One of the great reasons I have remained encouraged is because I genuinely believe that God is sovereign. I believe that God has not let go of the steering wheel.
Now, while some would take this idea of sovereignty to mean God controls every individual facet of the world, we do not need to believe that to trust God’s goodness. The miracle of God’s oversight over the whole of creation is something we should rejoice in.
We don’t have to understand it all. We don’t even have to agree with what or how God is doing things. But, we do need to trust God. This can seem so difficult to do. At least at first.
I have often asked myself why? Why do I struggle to trust God in and through the varied circumstances of life?
I think it has to do with our fear, or at the very least, our reluctance to live a surrendered life to God.
Our desire to maintain control over what we can’t control is more damaging than we know. And what are we trying to control, you may be asking? We are trying to control outcomes. But that is not for us to decide. We must live our lives the best we can. With the information we have available to us.
We don’t know how any individual choice will turn out. But we can decide how we will respond regardless of the outcome.
Our attitude, to a degree not often considered, determines how well we live.
A Season of Reflection
The season of Lent is a penitential time in the Church’s calendar. What this means is that during this season, we seek to refocus our lives. We strive to identify those attitudes and habits that are getting in the way of our spiritual growth.
One of the great challenges of the Christian journey is reflection. For those us who did not grow up in a liturgical church, the ebb and flow of the Church Calendar can seem strange. And yet, as the years have passed, I find this steady rhythm comforting.
There have been so many events and situations that have happened in the last year. I think a time of intentional reflection is warranted. Maybe its needed now more than ever.
For the people of God
In the last two years, I have become immersed in the study of the Book of Common Prayer tradition. And while there are other traditions in the Christian family, this particular form has been both encouraging and challenging. I have been encouraged by the simple pattern of prayer that I am offered as I pray the Daily Office. I have been encouraged by the thought that there are millions of other Christians praying in similar, if not identical ways. I have been encouraged by the effect it has had on and in my life.
But have also been challenged. As we read the scriptures, either corporately when we gather for worship or individually in private devotion, there is a short call-and-response we participate in. The leader reads the scriptures appointed and says to the congregation, “The Word of the Lord.” The people then respond, “Thanks be to God.”
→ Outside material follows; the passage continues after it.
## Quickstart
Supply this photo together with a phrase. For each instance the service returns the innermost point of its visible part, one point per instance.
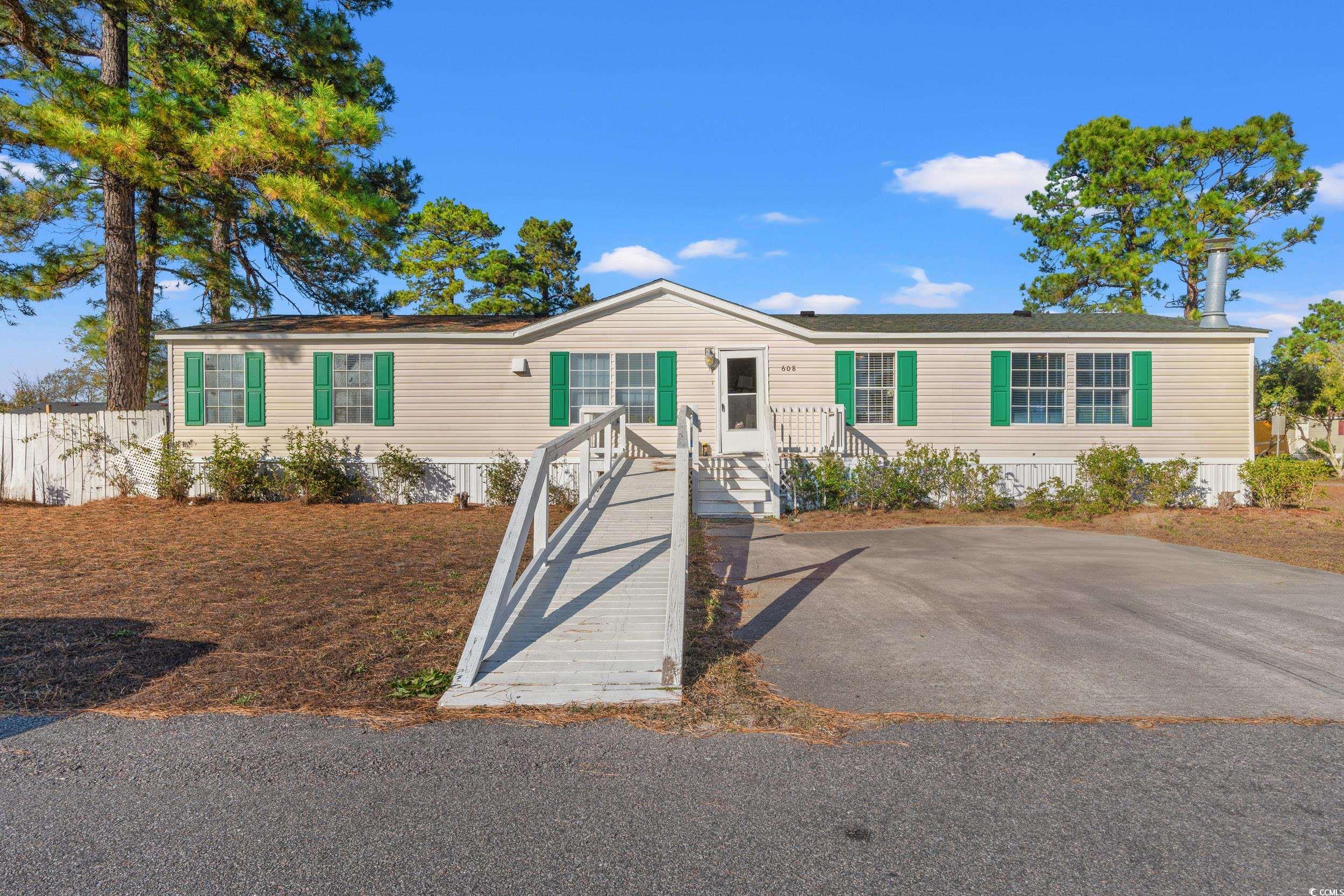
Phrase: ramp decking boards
(590, 626)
What has been so challenging about this short exchange is that it reminds me that the word of God has been heard. That when I hear the Scriptures read aloud, or when I read them during my times of prayer, God is doing something through those words that is specifically for me. As a child of God, I am being blessed by those words that God spoke and preserved in the collected Scriptures.
What a wonderful gift!
The Word on the Way
It’s with this in mind that I want to draw our attention to the focus of this Lenten Series.
We will be working through and exploring the longest Psalm in the song book of the Bible, the Book of Psalms: Psalm `119.
Not only is it the longest Psalm, it has a particular focus on the way the Word of God is to operate in the life of those who seek, serve, and submit to God.
My hope and prayer is that as we consider what the Psalmist wrote, we will see through it like a lens. And as we peer through the images and illustrations they offered to us, we will understand more deeply what God is calling us to.
That the Word of God is what we need not just at the rest stops of life, but as we live and as we continue to walk in the way of the Lord.
May our love for God lead us to a deeper commitment and more faithful obedience to his Word.